You are viewing a plain text version of this content. The canonical link for it is here.

Posted to dev@tez.apache.org by Jonathan Eagles <je...@gmail.com> on 2016/01/20 23:06:34 UTC

[DISCUSS] Merge OOM improvements

A new pattern of pig jobs that succeed with MR and fail with Tez have been
identified. Hoping to brainstorm ideas so we can identify issues and file
target jiras.

Here is a typical stack trace, though sometimes it occurs with final merge
(since in-memory segment overhead > mapout overhead)

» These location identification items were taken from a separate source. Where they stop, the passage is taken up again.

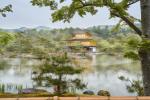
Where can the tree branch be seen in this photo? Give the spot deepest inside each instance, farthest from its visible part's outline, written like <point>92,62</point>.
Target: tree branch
<point>134,27</point>
<point>131,24</point>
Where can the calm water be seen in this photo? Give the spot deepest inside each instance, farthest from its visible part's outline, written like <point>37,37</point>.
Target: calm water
<point>102,72</point>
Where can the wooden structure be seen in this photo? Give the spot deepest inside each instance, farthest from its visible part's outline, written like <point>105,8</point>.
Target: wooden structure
<point>80,98</point>
<point>82,40</point>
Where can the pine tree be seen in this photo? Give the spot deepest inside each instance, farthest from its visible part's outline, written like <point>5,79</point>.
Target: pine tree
<point>57,72</point>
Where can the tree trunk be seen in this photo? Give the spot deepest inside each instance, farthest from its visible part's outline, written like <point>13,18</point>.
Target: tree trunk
<point>145,55</point>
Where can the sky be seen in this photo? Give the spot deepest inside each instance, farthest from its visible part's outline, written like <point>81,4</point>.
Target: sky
<point>26,15</point>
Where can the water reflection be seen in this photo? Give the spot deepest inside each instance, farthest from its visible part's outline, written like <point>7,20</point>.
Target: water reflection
<point>102,72</point>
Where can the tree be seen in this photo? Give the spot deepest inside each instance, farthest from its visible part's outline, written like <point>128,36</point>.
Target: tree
<point>57,72</point>
<point>5,9</point>
<point>117,9</point>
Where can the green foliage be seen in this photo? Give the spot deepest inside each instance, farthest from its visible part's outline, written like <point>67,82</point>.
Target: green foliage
<point>5,38</point>
<point>6,9</point>
<point>57,72</point>
<point>67,11</point>
<point>134,86</point>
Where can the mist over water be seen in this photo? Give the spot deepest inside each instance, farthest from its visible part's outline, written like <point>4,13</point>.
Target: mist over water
<point>102,72</point>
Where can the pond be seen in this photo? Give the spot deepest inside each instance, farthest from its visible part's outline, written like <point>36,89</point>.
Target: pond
<point>102,72</point>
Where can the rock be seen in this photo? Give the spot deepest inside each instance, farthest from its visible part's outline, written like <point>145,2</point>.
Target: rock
<point>89,92</point>
<point>103,93</point>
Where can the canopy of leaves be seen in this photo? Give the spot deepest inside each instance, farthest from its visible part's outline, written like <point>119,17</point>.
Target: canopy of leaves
<point>82,7</point>
<point>6,9</point>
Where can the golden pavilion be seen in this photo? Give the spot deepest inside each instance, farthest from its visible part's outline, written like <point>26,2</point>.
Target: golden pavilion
<point>82,39</point>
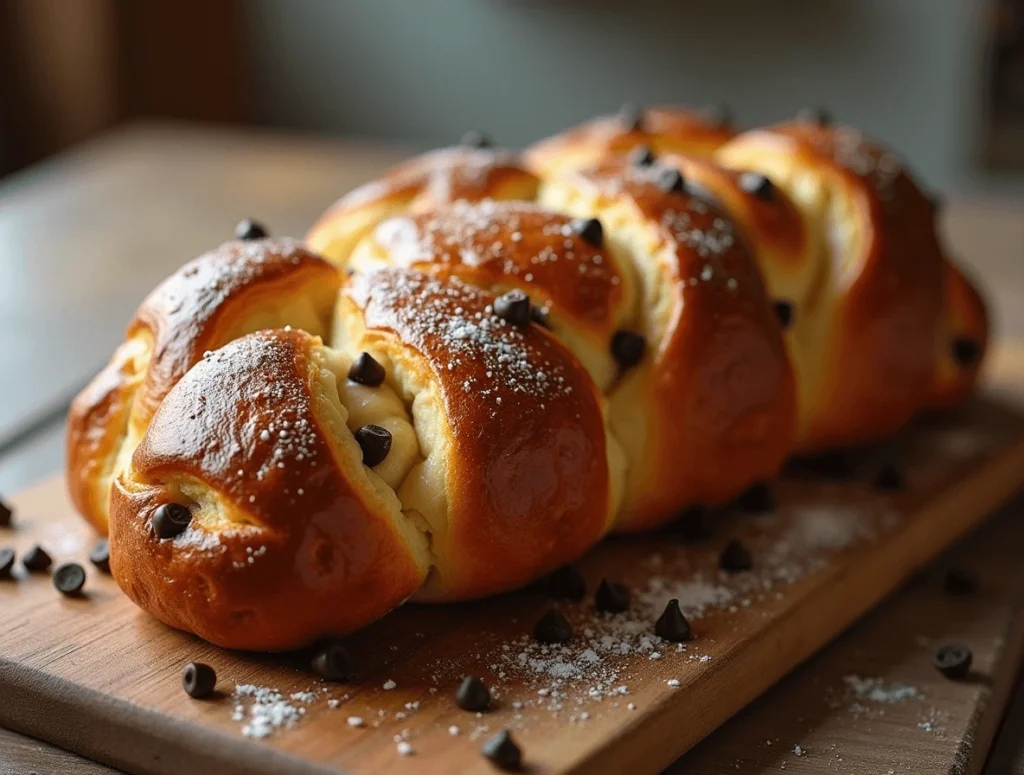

Caused by: java.lang.OutOfMemoryError: GC overhead limit exceeded
at org.apache.hadoop.io.DataInputBuffer.<init>(DataInputBuffer.java:68)
at
org.apache.tez.runtime.library.common.shuffle.orderedgrouped.InMemoryReader.<init>(InMemoryReader.java:42)
at
org.apache.tez.runtime.library.common.shuffle.orderedgrouped.MergeManager.createInMemorySegments(MergeManager.java:837)
at
org.apache.tez.runtime.library.common.shuffle.orderedgrouped.MergeManager.access$200(MergeManager.java:75)
at
org.apache.tez.runtime.library.common.shuffle.orderedgrouped.MergeManager$InMemoryMerger.merge(MergeManager.java:642)
at
org.apache.tez.runtime.library.common.shuffle.orderedgrouped.MergeThread.run(MergeThread.java:89)

*Details*
  around 1,000,000 spills were fetched committing around 100MB to the
memory budget (500,000 in memory). However, actual memory used for 500,000
segments (50-350 bytes) is 480MB (expected 100-200MB)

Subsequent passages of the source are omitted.